A cela le Magguid nous indique que ces constructions et cet asservissement n’ont été faits que sur les conseils des Egyptiens, car un peu avant il est écrit (Exode Ch. 1, v9)
וַיֹּאמֶר, אֶל-עַמּוֹ: הִנֵּה, עַם בְּנֵי יִשְׂרָאֵל–רַב וְעָצוּם, מִמֶּנּוּ
Il dit à son peuple: « Voyez, la population des enfants d’Israël surpasse et domine la nôtre.

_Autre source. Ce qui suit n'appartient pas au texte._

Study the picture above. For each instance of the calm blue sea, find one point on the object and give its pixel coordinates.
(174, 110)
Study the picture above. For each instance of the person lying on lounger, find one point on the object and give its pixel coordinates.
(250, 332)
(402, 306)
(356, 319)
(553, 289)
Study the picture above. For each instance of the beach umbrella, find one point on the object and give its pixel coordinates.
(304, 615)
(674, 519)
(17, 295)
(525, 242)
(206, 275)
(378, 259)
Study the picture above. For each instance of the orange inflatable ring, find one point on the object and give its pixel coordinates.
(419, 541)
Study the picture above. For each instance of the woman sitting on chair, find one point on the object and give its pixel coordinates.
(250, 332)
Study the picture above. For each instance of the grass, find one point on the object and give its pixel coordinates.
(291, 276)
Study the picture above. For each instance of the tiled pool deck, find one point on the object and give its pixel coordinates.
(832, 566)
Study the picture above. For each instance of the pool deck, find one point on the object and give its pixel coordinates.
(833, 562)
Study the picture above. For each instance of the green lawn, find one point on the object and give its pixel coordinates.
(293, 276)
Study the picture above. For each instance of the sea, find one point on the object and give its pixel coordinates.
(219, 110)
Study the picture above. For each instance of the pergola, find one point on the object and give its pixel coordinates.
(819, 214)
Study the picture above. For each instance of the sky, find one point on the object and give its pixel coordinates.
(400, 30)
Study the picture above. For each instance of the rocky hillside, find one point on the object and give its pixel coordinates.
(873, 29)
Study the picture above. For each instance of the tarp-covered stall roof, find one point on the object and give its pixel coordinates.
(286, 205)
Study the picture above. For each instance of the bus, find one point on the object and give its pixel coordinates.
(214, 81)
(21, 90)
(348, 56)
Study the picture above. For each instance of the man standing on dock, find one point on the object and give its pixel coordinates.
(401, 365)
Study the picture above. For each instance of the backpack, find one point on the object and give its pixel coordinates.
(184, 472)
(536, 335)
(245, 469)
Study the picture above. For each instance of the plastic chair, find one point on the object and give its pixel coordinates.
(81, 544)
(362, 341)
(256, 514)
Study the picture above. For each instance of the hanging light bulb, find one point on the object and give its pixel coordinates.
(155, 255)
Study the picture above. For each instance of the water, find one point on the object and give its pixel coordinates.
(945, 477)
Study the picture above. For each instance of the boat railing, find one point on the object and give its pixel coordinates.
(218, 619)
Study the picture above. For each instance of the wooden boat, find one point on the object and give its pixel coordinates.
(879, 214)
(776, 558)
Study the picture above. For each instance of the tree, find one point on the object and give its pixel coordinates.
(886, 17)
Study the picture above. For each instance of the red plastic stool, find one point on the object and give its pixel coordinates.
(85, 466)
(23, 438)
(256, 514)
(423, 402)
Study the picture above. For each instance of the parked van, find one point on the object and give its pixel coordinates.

Pharaon craignait que les enfants d’Israël croissent encore plus et ne lui fassent la guerre et prennent le pouvoir. Il prit conseil auprès de son peuple en leur disant (Exode Ch. 1 v10)
הָבָה נִתְחַכְּמָה, לוֹ: פֶּן-יִרְבֶּה
Allons, agissons avec sagesse (stratagème) de peur qu’il ne se multiplie
ce qui signifie « trouvons un conseil convenable afin de réduire leur nombre ». Les Egyptiens lui ont conseillé de les asservir continuellement dans des travaux du bâtiment qui sont des travaux pénibles. Par de tels travaux et qui plus est de manière continue, il est certain que leur force allait diminuer et qu’ils ne pourraient plus avoir de relation conjugale et ainsi leur nombre ira en diminuant. Ceci est d’autant plus vrai si on considère les paroles des sages qui nous enseignent que les Egyptiens les asservissaient jour et nuit. On trouve une preuve dans le verset qui vient juste après (Exode Ch. 1 v11)
וַיָּשִׂימוּ עָלָיו שָׂרֵי מִסִּים
Ils imposèrent à ce peuple des officiers de corvée
Le verbe «Ils imposèrent » est au pluriel et non au singulier; c’est à dire que c’est ce conseil inique donné par les Egyptiens à Pharaon qui a entraîné toute cette servitude et Pharaon a mis en œuvre ce conseil. En conséquence, il est tout a fait normal que ce conseil inique et les maltraitances qui suivirent leur soient attribués.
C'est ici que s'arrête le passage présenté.